İnsan, doğası gereği sosyal bir canlıdır ve çevresiyle etkileşim halinde yaşar. Bu etkileşimlerle de çeşitli ilişkiler oluşur. Çevresiyle yeterince bağlantıda kalamadığı zaman insan kendini yalnız hisseder. Ancak burada ayrılması gereken bir kavram vardır. Yalnız kalmak çoğu zaman tercihen yapılan bir eylem değildir. İnsan, yalnızlığa maruz bırakılır. Bugün literatüre göz attığımızda yalnız kalmanın bağlanma korkularından biri olduğunu görebiliriz. Monofobi (Yalnız kalma korkusu), bireyin yalnız olmaktan korkmasına ve hayatı boyunca insanlara bağlı kalmasına neden olan bir fobi türüdür. Monofobi, ilişkilere ciddi anlamda zarar verir. Kişi yalnız kalmamak için istemediği yerlerde bulunur, diğer bireylere karşı yoğun duygular beslemese dahi onlarla ilişkisini sürdürür. Başlangıçta kişi bir diğerinin varlığıyla rahatlayabildiği için iyi geldiğini düşünür ancak kendi değerini bir başkası üzerinden belirlediği için diğer kişinin en ufak bir uzaklaşma hareketi kişiye kendini değersiz ve yalnız kalmış hissettirebilir. Karşı tarafa da bu durum suçlayıcı bir dille ifade edilirse olası bir tartışmaya zemin hazırlanmış olur.

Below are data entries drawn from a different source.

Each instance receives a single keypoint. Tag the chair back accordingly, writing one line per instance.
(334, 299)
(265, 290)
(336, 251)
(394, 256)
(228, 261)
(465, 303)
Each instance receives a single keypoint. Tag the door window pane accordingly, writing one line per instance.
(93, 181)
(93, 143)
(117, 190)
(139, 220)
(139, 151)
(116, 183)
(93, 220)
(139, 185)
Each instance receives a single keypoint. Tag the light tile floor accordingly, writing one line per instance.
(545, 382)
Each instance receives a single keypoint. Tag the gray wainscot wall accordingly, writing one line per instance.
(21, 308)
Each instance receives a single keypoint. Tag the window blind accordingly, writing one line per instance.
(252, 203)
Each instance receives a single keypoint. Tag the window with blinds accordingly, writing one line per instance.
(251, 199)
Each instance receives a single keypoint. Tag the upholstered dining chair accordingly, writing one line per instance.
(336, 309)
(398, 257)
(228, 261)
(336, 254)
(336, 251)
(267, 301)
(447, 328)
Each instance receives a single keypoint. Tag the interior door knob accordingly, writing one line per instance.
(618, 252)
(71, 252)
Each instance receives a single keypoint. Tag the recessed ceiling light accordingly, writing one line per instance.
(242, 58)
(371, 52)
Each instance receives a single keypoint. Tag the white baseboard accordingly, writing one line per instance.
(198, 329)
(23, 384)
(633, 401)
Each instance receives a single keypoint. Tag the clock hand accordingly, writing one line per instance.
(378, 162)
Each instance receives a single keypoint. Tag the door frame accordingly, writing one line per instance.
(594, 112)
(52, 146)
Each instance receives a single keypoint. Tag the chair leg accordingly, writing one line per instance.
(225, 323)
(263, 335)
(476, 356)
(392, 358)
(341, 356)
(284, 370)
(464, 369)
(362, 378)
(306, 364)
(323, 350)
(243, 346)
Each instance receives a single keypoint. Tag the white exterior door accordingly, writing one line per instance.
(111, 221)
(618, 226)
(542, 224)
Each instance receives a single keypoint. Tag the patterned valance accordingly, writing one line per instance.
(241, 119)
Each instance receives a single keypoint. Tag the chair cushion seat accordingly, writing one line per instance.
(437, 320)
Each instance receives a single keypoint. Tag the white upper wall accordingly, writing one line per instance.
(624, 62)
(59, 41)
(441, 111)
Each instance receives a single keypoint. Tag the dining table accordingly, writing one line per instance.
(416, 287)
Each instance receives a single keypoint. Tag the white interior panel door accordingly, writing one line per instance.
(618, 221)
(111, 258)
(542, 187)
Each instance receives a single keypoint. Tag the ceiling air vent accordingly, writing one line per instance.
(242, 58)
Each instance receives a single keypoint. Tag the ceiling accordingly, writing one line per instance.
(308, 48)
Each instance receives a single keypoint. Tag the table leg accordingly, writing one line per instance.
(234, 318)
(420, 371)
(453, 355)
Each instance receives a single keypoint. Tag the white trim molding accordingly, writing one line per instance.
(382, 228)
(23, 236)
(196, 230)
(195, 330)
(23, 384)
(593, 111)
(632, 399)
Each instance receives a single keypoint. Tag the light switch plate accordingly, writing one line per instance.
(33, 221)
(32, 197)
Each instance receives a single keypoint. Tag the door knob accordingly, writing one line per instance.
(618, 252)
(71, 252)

Yalnızlık algısı bugün bizim tek başına kalma ihtiyacımızın önündeki bariyerlerden biridir. Dışarda yalnız olan bir insanı gördüğümüzde ona acıma hissi duyabiliriz, çünkü zihnimizde muhtemel olarak bize aktarılan kültürel tanımlar belirebilir. ”Kimsesi olmayan”, ”yardıma ihtiyaç duyan”, ”problemli”, ”asosyal” , ”dışlanmış” kişi vs. Bu tanımları almamak için istemediğiniz ortamlarda bulunduğunuz oldu mu hiç? ”Şimdi katılmazsam bir sorun varmış gibi algılanır’‘ diye düşünerek istemediğiniz kaç ortamda bulundunuz?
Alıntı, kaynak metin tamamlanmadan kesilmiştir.